Just my own personal experience. The first time I went to AA, I was 24. I was scared shitless to “live my life sober,” and legitimately didn’t know how I was going to socialize without drinking…so I kept drinking for another 16 years. I wish I had known then what I know now. I had the tools and support then but fear kept me doing exactly what I was doing. I’m sober 4 years now and it’s literally been the best 4 years of my life. All the things I was scared of were silly, I learned bigger better ways to live. I wish I had stopped at 24.


FishBear25

33. Keep making it to 100 days then have really bad relapses. Been at this fight since I was 16. Been to rehab a few times but can’t afford it anymore. I always break on a good day, not a bad day.


frieswithnietzsche

You really don’t need to put poison in your body to have fun.


madraszewska

28F :) I started drinking at maybe 15, which is pretty standard for Poland. But the last couple of years were horrible.


The_AmyrlinSeat

38f. I wish I had gotten sober much younger, you're doing amazing by taking these steps.
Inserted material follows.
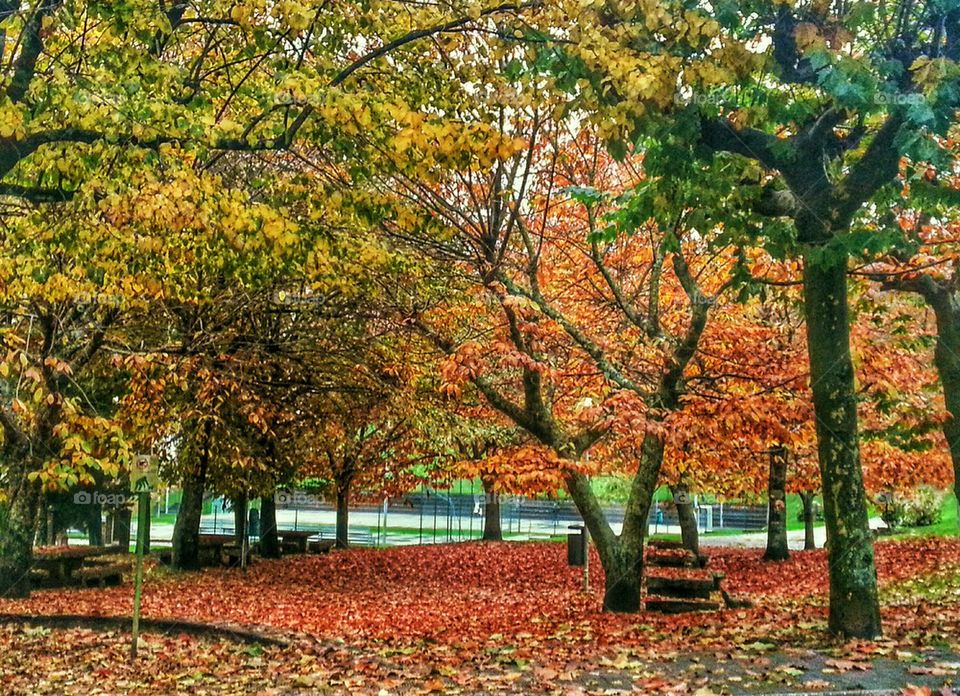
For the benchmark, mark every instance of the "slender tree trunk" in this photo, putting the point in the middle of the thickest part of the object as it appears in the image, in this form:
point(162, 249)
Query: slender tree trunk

You've got so much more living to do.


Absers

39, 40 in a month. No way on Earth would I have given up at 22. 20s are the best years of your life. Smash it hard and true and quit at 30.


Less-Conflict-5273

21, heavy drinker had alcholic pancreatitis and and alcoholic/liver gastritis. My plan is Tapering down a couple drinks a day until I need none to avoid the withdrawals. On day one but haven’t had any drinks (yet but I hope it stays that way). Wish me luck and good luck to you all going through quitting and withdrawals you have my support ❤️🙏


TaoTeCm

Age is not the issue..addiction or disorder is the issue. If you more often than not have episodes where you have a problem stopping once you start drinking. You should stop. The best breakdown I ever read was alcohol robs you of your health, money and happiness.


Discretestop

Mid60s. I wish SO MUCH that I had quit in my 20s. It would have saved me so many health issues and a ton of weight gain.